The man who rode vehicle of death with Mumbai terrorists

By Shyam Pandharipande, IANS,

Mumbai : There were seven policemen in the vehicle including Hemant Karkare, Ashok Kamte and Vijay Salaskar when it was caught in an ambush outside Cama Hospital on the fateful night of Nov 26. Only Naik Arun Jadhav survived to tell the full story a month later.


Support TwoCircles

With five bullet injuries and pretending to be dead, Salaskar’s aide Jadhav sent the crucial wireless message about the movements of the terrorists that enabled the capture of Muhammad Amir Ajmal alias Kasab.

“As Kamte sahib and Salaskar sir, joined by Karkare sahib near Cama hospital, decided to enter the building to help out Sadanand Date sahib (additional commissioner of police) and his staff battling terrorists inside the hospital, Salaskar sir told me to stay back but I insisted on going with him,” Jadhav told IANS in an interview.

“I had never left him alone during any mission (Salaskar was in-charge of Mumbai Police’s anti-extortion cell and Jadhav his assistant) in the last 12 years.”

The three officers and Jadhav had reached the spot separately about 45 minutes after the terrorists fired indiscriminately at the Chhatrapati Shivaji Terminus (CST). The officers were thinking of the best way to enter Cama hospital to join Sadanand Date. (Cama hospital is a five-minute walk from CST.)

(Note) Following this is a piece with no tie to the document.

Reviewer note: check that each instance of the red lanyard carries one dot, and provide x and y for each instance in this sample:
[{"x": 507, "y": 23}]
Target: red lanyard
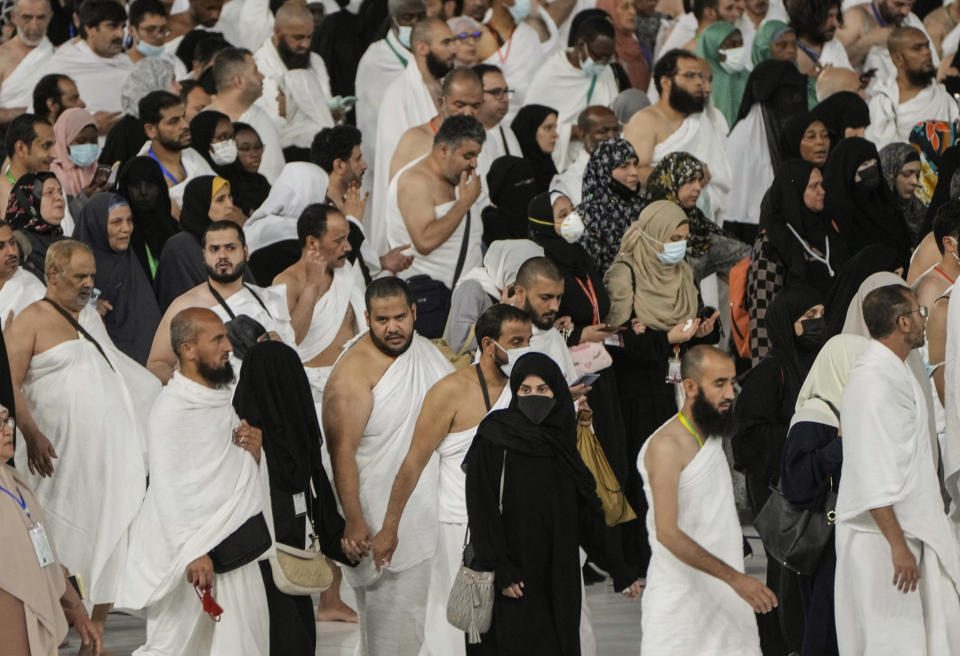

Just then, an injured constable came out of the hospital premises and told them that Date and all six personnel accompanying him were grievously hurt and that the terrorists were lurking somewhere on the fifth floor of the hospital.

Right then, a terrorist hurled a hand grenade from the fifth floor and Kamte instantly responded with a burst of fire from his AK-47.

This perhaps prompted the terrorists (Kasab and Ismail) to flee from the hospital building, Jadhav surmises.

“As we (the three officers, a driver, two wireless operators and Jadhav) were moving towards the hospital’s front gate, we got a wireless message that two terrorists were hiding behind bushes near a red coloured car on the way we were taking,” Jadhav recalled.

“Kamte sahib told Salaskar sir, who had taken the steering a while earlier, to proceed slowly. An exchange of fire started within moments as all of us in the Toyota and the ambushing terrorists got a sense of each others’ presence almost simultaneously.”

Even as one of the terrorists (Kasab) received bullet injuries on both his hands, the other one, hiding some distance away (Ismail) opened fire on the police vehicle, injuring all its occupants. It was near Rang Mahal, a short distance from Cama hospital.

“I was alive and fully in my senses though three bullets had pierced my right elbow and two had scratched my left shoulder,” Jadhav said, adding that he thought all others too might be alive.

“But they were all dead,” he recalled, with a lump in his throat.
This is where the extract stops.